Gerçek zarar miktarı işçinin olay tarihindeki bakiye ömrü esas alınarak aktif ve pasif dönemde elde edeceği kazançlar toplamından oluşmaktadır. Gerçek zarar hesabı özü itibariyle varsayımlara dayalı bir hesap olup, gerçeğe en yakın verilerin kullanılması esastır. İşçinin 60 yaşına kadar aktif dönemde günlük net geliri üzerinden, 60 yaşından sonra bakiye ömrü kadar pasif dönemde asgari ücret üzerinden, her yıl için ayrı ayrı hesaplama yapılması gerekmektedir. İşçinin günlük net geliri tespit edilerek bilinen dönemdeki kazancı mevcut veriler nazara alınarak iskontolama ve artırma işlemi yapılmadan hesaplanmakta, bilinmeyen dönemdeki kazancı bakımından ise, tazminata esas gelire artırım ve iskonto uygulanmaktadır.
Bu kısımda yeri gelmiş iken emredici hukuk kurallarının özelliğini belirtmekte yarar bulunmaktadır. Emredici nitelikte hüküm, hiçbir kimsenin, hiçbir makamın, hiçbir tarafın aksi tasarrufta bulunmayacağı, kesin olarak uygulamak zorunda olunan kanun hükümleridir. Rücu davalarının yasal dayanağı olan 5510 sayılı Kanun"un 21"inci maddesinin de düzenlenme amacı ve sosyal güvenlik hukukunun özelliği göz önüne alındığında, emredici nitelikte bir madde olduğu konusunda şüphe bulunmamaktadır. Mahkeme emredici düzenlemelerin gereğini yerine getirmek zorunda olup, bu gibi emredici hükümlerin dışında bir uygulamayla sonuca gidemeyecektir. 6098 sayılı Türk Borçlar Kanunu"nun 54-55"inci maddeleri gereği hâkim tazminat miktarını belirlemekle yükümlüdür. Ayrıca 1086 sayılı Hukuk Usulü Muhakemeleri Kanunu"nun 435"inci maddesinin 1"inci fıkrasında Yargıtay"ın tarafların ileri sürdükleri temyiz sebepleriyle bağlı olmadığı, kanunun açık hükmüne aykırı gördüğü diğer hususları da inceleyebileceği öngörülmüş olup bu husus da göz önüne alındığında 5510 sayılı Kanun"un 21"inci maddesinin hukuka uygun olarak uygulanıp uygulanmadığı hususu resen temyiz incelemesi kapsamında kaldığı tartışmasızdır.

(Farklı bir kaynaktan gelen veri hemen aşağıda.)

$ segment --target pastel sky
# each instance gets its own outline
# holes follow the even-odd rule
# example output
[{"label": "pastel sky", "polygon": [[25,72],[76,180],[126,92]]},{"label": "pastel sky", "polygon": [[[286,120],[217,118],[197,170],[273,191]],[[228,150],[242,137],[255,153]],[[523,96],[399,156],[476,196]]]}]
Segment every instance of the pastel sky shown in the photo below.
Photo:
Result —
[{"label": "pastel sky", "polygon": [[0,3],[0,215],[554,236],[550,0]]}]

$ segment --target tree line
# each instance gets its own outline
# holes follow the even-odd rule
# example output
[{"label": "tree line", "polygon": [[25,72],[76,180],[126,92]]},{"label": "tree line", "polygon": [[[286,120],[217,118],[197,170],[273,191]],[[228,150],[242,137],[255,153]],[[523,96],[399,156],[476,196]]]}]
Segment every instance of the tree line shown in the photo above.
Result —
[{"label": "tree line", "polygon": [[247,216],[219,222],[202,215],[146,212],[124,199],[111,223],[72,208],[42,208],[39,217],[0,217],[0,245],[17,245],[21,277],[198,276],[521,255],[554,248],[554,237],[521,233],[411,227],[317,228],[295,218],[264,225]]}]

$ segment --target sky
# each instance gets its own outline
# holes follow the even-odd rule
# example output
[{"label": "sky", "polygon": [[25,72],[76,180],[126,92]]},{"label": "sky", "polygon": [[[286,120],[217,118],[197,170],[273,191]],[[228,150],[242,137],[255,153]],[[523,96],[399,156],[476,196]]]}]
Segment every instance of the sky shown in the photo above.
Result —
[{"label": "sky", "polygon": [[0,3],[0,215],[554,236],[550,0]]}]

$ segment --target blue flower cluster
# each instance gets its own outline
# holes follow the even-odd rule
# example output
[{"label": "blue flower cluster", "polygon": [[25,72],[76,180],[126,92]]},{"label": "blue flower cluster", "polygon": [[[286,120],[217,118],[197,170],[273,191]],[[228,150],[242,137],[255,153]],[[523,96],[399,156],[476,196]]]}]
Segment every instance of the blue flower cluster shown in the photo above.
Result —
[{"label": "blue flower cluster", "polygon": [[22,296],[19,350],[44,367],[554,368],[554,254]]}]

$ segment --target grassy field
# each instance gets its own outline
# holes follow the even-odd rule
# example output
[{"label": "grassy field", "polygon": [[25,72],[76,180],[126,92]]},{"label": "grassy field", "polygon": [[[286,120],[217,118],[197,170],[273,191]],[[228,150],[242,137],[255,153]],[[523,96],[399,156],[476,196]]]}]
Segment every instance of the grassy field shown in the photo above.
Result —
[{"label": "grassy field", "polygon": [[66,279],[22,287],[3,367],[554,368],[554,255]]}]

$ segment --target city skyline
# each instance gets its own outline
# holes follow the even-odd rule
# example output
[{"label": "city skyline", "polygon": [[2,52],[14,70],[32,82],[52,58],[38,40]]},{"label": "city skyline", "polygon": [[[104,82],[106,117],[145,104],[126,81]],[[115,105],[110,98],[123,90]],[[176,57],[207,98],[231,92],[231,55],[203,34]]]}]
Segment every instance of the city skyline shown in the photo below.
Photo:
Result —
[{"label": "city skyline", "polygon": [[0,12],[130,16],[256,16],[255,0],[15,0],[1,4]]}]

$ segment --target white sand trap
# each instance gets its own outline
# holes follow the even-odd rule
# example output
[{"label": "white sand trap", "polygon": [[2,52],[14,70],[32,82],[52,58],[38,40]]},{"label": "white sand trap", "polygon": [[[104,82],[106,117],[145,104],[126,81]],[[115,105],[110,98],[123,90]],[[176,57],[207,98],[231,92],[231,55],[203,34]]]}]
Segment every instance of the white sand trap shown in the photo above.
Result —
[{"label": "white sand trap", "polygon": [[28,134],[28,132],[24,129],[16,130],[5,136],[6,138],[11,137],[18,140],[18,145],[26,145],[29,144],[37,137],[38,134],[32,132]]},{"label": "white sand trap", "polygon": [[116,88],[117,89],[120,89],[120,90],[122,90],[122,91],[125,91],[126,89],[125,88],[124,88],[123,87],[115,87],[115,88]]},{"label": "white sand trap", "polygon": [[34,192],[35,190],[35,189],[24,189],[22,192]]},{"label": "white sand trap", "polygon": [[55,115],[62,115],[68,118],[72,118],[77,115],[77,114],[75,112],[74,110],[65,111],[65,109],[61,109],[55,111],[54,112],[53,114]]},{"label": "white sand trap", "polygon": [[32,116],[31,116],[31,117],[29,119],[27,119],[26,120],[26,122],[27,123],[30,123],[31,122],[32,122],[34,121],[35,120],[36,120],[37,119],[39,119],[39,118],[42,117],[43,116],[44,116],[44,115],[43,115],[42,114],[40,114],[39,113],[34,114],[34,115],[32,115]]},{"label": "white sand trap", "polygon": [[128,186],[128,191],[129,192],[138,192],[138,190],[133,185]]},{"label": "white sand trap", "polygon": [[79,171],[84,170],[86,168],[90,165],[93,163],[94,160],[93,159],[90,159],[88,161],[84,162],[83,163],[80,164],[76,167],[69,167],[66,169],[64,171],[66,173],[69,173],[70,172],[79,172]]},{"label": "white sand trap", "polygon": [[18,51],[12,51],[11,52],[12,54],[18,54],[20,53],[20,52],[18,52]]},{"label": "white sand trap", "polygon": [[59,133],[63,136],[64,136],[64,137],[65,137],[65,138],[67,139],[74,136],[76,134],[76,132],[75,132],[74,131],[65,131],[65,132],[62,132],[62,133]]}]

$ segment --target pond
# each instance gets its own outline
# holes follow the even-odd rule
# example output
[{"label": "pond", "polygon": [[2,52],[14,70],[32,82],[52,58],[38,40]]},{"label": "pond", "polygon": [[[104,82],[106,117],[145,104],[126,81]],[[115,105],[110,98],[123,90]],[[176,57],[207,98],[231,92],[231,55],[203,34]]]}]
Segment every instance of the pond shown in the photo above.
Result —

Hâl böyle olunca, mahkemece, yukarıda açıklanan maddi ve hukuki olgular çerçevesinde, taraflarca temyize konu edilmese dahi, 5510 sayılı Kanun"un 21"inci maddesinin emredici niteliği gereği, davacı Kurumun tahsil edebileceği zararın miktarının belirlenebilmesi için, gerçek zarar tavan hesabı yaptırılarak, ilk peşin değer ve gerçek zarar tespit edilip, gerçek zararla karşılaştırılması sonucu düşük olanın kusur karşılığına isabet eden miktara karar verilmesi gerekirken; tavan zarar hesabı yapılmasına gerek olmadığı gerekçesiyle direnme kararı verilmesi usul ve yasaya aykırıdır.
Bu nedenle direnme kararı bozulmalıdır.
SONUÇ: Davalı vekilinin temyiz itirazlarının kabulü ile direnme kararının Özel Daire bozma kararında gösterilen nedenlerden dolayı 6100 sayılı Hukuk Muhakemeleri Kanunu"nun Geçici 3’üncü maddesine göre uygulanmakta olan 1086 sayılı Hukuk Usulü Muhakemeleri Kanunu"nun 429’uncu maddesi gereğince BOZULMASINA, istek hâlinde temyiz peşin harcının yatırana iadesine, karar düzeltme yolu kapalı olmak üzere, 30.04.2019 tarihinde oy birliği ile kesin olarak karar verildi.